Was sagt die Branche?
"Das ist ein absoluter Vertrauensbruch unserer Regierung gegenüber den Kunden", kritisiert Silke Meier, Geschäftsführerin der Kfz-Innung Heilbronn-Öhringen, das Vorgehen des Wirtschaftsministeriums. Viele Autokäufer hätten genau kalkulieren müssen und sich darauf verlassen, dass sie die Kaufprämie erhalten, um sich ein Elektrofahrzeug leisten zu können Meier hofft auf Nachbesserungen. "Man sollte die Frist zur Fahrzeugzulassung wenigstens bis 31. Dezember verlängern."
Das Deutsche Kraftfahrzeuggewerbe (ZDK) geht von 60 000 betroffenen E-Autos aus. Bei einer Fördersumme von 4500 Euro pro Fahrzeug "reden wir hier von 270 Millionen Euro, mit denen vor allem die Kunden belastet werden", sagt ZDK-Präsident Arne Joswig. "Unsere Händler stehen für einen schnellen Hochlauf der Elektromobilität − es geht nicht an, ihnen Knüppel zwischen die Beine zu werfen."
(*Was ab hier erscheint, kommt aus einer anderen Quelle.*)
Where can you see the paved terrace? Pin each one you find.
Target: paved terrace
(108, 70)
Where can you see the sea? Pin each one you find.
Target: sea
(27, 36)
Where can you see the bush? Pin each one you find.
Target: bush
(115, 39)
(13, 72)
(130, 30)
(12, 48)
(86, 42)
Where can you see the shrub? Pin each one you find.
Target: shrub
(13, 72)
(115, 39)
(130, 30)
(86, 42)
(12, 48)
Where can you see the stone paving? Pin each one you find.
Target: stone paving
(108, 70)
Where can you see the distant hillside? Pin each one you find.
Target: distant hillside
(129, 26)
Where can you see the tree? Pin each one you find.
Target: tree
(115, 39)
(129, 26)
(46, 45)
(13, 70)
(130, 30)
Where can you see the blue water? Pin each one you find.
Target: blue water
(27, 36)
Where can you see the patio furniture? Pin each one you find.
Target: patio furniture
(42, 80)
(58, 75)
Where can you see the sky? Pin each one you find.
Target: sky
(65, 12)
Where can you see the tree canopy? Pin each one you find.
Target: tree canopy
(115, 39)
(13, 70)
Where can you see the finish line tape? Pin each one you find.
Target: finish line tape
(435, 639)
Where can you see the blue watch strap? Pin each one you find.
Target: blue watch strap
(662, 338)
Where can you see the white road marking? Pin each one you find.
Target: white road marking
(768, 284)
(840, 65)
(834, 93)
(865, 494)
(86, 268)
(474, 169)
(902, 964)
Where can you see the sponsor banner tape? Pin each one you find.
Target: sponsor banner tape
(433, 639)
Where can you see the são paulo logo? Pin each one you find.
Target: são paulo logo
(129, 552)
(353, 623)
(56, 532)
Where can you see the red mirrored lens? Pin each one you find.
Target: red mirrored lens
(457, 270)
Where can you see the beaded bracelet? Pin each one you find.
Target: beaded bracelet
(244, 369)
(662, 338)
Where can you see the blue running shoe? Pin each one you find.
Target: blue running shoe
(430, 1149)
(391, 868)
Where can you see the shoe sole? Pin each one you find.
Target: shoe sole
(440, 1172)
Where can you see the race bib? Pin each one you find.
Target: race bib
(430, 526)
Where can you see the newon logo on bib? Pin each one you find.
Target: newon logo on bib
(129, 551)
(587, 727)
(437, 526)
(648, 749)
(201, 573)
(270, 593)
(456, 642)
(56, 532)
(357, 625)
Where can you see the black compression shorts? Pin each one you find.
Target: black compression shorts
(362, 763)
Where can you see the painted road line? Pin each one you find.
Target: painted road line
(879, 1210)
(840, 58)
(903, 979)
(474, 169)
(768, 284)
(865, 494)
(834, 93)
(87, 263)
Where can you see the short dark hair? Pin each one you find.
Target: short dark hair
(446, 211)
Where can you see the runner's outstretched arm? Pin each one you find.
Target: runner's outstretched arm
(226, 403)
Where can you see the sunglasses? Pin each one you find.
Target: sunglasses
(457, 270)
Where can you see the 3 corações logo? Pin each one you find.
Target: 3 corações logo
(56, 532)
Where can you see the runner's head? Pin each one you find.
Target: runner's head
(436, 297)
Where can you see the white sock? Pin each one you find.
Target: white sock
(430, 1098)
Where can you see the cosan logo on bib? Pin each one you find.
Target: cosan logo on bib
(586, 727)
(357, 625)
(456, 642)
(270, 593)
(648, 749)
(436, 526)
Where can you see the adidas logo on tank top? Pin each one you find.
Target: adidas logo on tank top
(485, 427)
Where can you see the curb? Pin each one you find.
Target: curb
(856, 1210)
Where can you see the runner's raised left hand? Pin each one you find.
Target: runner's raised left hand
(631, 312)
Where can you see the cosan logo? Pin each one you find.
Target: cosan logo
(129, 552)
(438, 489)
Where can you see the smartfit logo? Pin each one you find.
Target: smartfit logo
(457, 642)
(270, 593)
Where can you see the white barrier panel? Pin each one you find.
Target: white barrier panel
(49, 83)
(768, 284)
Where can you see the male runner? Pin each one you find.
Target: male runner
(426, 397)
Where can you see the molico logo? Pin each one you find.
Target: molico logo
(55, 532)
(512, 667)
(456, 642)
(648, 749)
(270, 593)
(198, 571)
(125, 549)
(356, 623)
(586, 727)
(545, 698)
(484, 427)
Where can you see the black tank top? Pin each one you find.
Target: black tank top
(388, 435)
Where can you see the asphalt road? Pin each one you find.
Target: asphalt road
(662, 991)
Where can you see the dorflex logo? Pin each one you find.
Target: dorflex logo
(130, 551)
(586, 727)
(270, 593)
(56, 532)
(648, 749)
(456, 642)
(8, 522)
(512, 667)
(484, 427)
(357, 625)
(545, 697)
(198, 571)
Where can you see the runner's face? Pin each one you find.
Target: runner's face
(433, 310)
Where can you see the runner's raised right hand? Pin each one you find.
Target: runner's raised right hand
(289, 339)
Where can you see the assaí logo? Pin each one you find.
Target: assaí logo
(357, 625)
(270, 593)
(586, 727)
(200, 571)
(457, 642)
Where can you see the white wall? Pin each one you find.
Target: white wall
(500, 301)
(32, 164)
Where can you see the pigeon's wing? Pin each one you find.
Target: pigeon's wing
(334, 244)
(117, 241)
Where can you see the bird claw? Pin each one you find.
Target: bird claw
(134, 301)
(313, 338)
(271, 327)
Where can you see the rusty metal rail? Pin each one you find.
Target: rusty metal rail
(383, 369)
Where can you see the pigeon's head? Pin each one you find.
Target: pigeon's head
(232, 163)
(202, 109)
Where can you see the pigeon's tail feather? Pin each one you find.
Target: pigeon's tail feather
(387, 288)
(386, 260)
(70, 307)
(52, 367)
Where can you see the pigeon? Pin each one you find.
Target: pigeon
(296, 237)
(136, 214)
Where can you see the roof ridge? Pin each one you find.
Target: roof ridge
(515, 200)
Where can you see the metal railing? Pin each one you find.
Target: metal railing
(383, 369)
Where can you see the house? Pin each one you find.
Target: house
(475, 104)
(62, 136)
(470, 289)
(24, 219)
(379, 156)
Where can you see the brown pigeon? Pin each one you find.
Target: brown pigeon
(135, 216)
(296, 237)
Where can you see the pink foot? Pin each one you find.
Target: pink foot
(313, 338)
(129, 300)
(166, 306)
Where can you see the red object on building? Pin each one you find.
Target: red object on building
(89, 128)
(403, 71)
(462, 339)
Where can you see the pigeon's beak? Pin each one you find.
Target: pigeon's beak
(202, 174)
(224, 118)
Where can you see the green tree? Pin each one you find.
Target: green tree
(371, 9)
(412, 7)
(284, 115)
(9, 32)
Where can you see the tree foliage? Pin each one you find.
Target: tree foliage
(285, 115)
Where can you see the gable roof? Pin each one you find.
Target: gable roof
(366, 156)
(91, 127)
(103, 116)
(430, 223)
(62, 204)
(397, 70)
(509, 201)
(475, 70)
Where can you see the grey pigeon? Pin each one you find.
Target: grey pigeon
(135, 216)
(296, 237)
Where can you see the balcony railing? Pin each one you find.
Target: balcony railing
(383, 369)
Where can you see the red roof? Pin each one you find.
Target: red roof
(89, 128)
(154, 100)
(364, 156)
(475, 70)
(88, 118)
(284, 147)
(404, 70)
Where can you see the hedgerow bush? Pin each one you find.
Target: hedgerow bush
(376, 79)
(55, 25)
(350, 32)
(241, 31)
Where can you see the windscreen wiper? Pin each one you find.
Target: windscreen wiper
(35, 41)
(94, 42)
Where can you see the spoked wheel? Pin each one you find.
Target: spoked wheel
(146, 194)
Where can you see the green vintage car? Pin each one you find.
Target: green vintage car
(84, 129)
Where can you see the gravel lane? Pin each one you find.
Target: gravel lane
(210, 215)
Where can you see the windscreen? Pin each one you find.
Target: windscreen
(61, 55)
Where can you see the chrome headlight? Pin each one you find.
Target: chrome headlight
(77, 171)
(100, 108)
Was heißt das für die E-Mobilität in Deutschland?
Professor Stefan Bratzel vom Center of Automotive Management in Bergisch Gladbach sieht im Förderstopp "eine veritable Kaufbremse". "Wir rechnen in 2024 nicht mit einem Wachstum, sondern allenfalls mit einer Seitwärtsbewegung des Elektromarktes, je nachdem, ob die Automobilhersteller ihre Anschaffungspreise deutlich senken beziehungsweise entsprechende Rabatte geben." Nach Bratzels Einschätzung sind für 2024 Absätze von 450 000 Elektroautos in Deutschland realistisch. Von Januar bis November 2023 wurden knapp 470 000 E-Autos zugelassen.
Wie reagieren die Hersteller?
Der Konzern Stellantis (Opel, Peugeot, Fiat, Jeep) übernimmt den Umweltbonus für Privatkunden komplett. Andere Hersteller haben sich noch nicht dazu geäußert.
Kann der Kunde vom Kauf eines E-Autos zurücktreten?
"Das geht nur in Einzelfällen", teilt der ADAC mit. Etwa dann, wenn der Umweltbonus als Geschäftsgrundlage des Kaufvertrags zu werten ist, die nun wegfällt. Ansonsten ist bei einem Rücktritt in der Regel ein Schadenersatz in Höhe von 10 bis 15 Prozent des Kaufpreises fällig.